The atypical approach to Methodist worship comes at a time when churches of all denominations are vying to serve the growing Latino community in the United States. Though Latinos are a traditionally Roman Catholic population, more have been gravitating toward evangelical and mainline Protestant churches in recent years.
Landaverde said as long as churches are working toward the same mission–”to make disciples of Jesus Christ and work for social justice”–denomination should not make that much of a difference.
Rev. Oscar Carrasco, director of connectional ministries for the Northern Illinois Conference of the United Methodist Church, said exploring practices such as venerating the Virgin Mary can further the ecumenical dialogue between Roman Catholics and Methodists.
“What has been important is that this symbol of the Virgin of Guadalupe came with the people,” he said. “It’s so etched in their hearts because of the struggles the people have gone through. They have suffered many things–hunger, poverty, health, lack of jobs. Every time they try to seek the divine, this symbol has been present.
“God through the Virgin said to the poor native population, `I am with you in your suffering and I am with you in your pain,’” Carrasco said. “That cultural value still has significance today.”
The Virgin of Guadalupe is said to have appeared in 1531 to an Indian named Juan Diego, asking him to build a chapel in her honor. When the Spanish bishop asked him for proof, the Virgin instructed Diego to fill his robe with roses–which were out of season–and pour out the flowers before the bishop. The bishop fell to his knees when he saw the Virgin’s image imprinted on Diego’s cloak, which today is enshrined in the Basilica of Our Lady of Guadalupe in Mexico City.

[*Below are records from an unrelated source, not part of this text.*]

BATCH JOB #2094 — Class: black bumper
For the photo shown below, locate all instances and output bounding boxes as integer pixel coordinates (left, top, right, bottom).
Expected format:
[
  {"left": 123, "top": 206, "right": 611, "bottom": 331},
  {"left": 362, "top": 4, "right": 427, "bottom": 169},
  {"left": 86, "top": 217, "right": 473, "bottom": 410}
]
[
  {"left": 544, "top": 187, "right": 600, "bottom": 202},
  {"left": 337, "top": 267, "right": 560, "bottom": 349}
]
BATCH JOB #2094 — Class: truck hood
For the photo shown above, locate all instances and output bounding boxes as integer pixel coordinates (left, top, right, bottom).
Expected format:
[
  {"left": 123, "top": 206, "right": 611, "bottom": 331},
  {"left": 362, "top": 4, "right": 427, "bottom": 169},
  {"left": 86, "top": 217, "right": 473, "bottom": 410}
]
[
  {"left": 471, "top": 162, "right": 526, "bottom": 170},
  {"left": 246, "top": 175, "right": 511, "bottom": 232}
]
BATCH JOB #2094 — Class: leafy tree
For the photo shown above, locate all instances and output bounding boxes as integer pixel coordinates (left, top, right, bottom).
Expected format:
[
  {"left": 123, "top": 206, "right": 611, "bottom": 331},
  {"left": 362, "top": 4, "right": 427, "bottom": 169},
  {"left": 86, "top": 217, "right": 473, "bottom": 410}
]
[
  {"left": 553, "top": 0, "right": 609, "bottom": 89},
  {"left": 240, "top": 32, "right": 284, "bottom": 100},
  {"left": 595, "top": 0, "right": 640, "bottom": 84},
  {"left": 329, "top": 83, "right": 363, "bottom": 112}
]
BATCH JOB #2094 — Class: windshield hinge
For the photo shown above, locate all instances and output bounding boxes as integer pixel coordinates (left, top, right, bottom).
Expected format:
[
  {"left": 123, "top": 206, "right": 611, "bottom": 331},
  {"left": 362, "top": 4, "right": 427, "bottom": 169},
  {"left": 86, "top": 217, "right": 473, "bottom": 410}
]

Although skeptics say the story was a Spanish ploy to persuade more indigenous people to convert to Christianity, Nancy Villafranca, director of education for the Mexican Fine Arts Center Museum in Pilsen, said the Virgin has evolved into a symbol of empowerment.
“She was really there for them, understanding their struggle during the tough decades when cultures so different were living in the same space,” Villafranca said. “Most Mexicanos really do believe in her.”
That is precisely why Landaverde welcomed the Virgin into his church. An activist for migrant workers and a former Roman Catholic seminarian, Landaverde joined a Humboldt Park Methodist church in 1998.
In 2000, he organized the Latino Union, an advocacy group for Chicago day laborers, and in 2003 he enrolled in Garrett-Evangelical to become a Methodist pastor. There, he continued his advocacy work. Except now in addition to fighting for day laborers in City Hall, he and other members went to the corners where laborers gathered for work to offer prayers.
Many of the Roman Catholic workers and families that he helped have joined Amor de Dios. By August, membership had grown from 15 to 80.
The parish council discerned that something was missing–the Virgin of Guadalupe.
“Since I was little, it’s always been right to have the Virgin Mary in the church,” said Olivia Serrato, 40, one of the original parishioners who decided to stay after the Virgin was introduced. “It’s now a great honor to bring the Virgin Mary to my Methodist church. Before I didn’t feel complete.”